Yesterday, I had the latest meeting with Hillingdon housing department and much to my surprise, it looks like our housing problem that began last September, has finally been resolved.
The council now accept that as from 16th August we will be homeless and they will be offering Steven a social housing tenancy from that date. It will be temporary accommodation to begin with but they promised that it would not be bed and breakfast; it will be a two bedroom property to accommodate Steven and his live in carer. I was informed that the wait for a permanent property could be anything up to 3 years but as Steven’s social worker pointed out, if he has to wait that long, it would probably be better for Steven as he needs to feel settled.
Steven’s social worker attended the meeting and played a blinder. I follow lots of social workers on Twitter and hear them talking about being advocates for their clients, but until yesterday I had never experienced it first hand before. After our experience with Mrs Narcissus in 2010, it was like a blast of fresh, clean air.
The housing officer informed me that they have already been looking for suitable places and I’ve given them quite a wide area to consider from. In an ideal world, Steven would be found a place close to my sister’s house, so he could have increased contact with his extended family. And it would widen my “circle of support” as well.
A move within the borough would definitely be in Steven’s best interests. It involves the least change. He will still have me around. He will still have the same support staff and he can still go to all the places that he currently goes to during the week. Social housing obviously give him long term security, which a private tenancy never could.
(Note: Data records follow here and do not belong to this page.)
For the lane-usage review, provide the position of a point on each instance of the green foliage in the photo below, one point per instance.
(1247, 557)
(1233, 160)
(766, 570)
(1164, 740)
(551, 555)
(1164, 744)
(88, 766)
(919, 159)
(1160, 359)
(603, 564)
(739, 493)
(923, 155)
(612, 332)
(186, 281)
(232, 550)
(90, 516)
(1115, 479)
And although the tenancy will be in Steven’s name, I will be able to afford the rent, so his compensation will remain intact. I can’t really see any downside for Steven.
Today, I notified my landlady that I won’t be renewing the tenancy in August, so the contract will just end – there will be no need to go through a stressful eviction process.
I’ve also decided to not withdraw my housing benefit appeal. Steven’s future accommodation will be a fait accompli by the time the appeal is heard and even if I win the appeal, the outcome will be academic. It will still be good to know if the tribunal decides in my favour or against. If I win, Hillingdon will owe me a lot of back pay which I can put to furnishing Steven’s new home. Also, I expect to get my deposit back from the landlady, so that can go in the same pot. With any luck, I’ll be able to fully furnish Steven’s new home with minimal drawing from his damages. In any event, he has the money so I’m confident of making him a good home.
I’ve had a strange mixture of elation and sadness today. The elation is obvious – after nine months of unbearable stress, the matter is now resolved. The sadness is harder to pin down. I guess it’s because, absent in all of these plans, is me. I’m Steven’s “live in carer” – I’ve been professionalised. I’m 54 and I have nothing that’s mine and the dreams that I had about moving away will be packed away at the back of one of the new wardrobes.
But the important thing is that Steven’s future and security is sorted and that has to be a cause for celebration.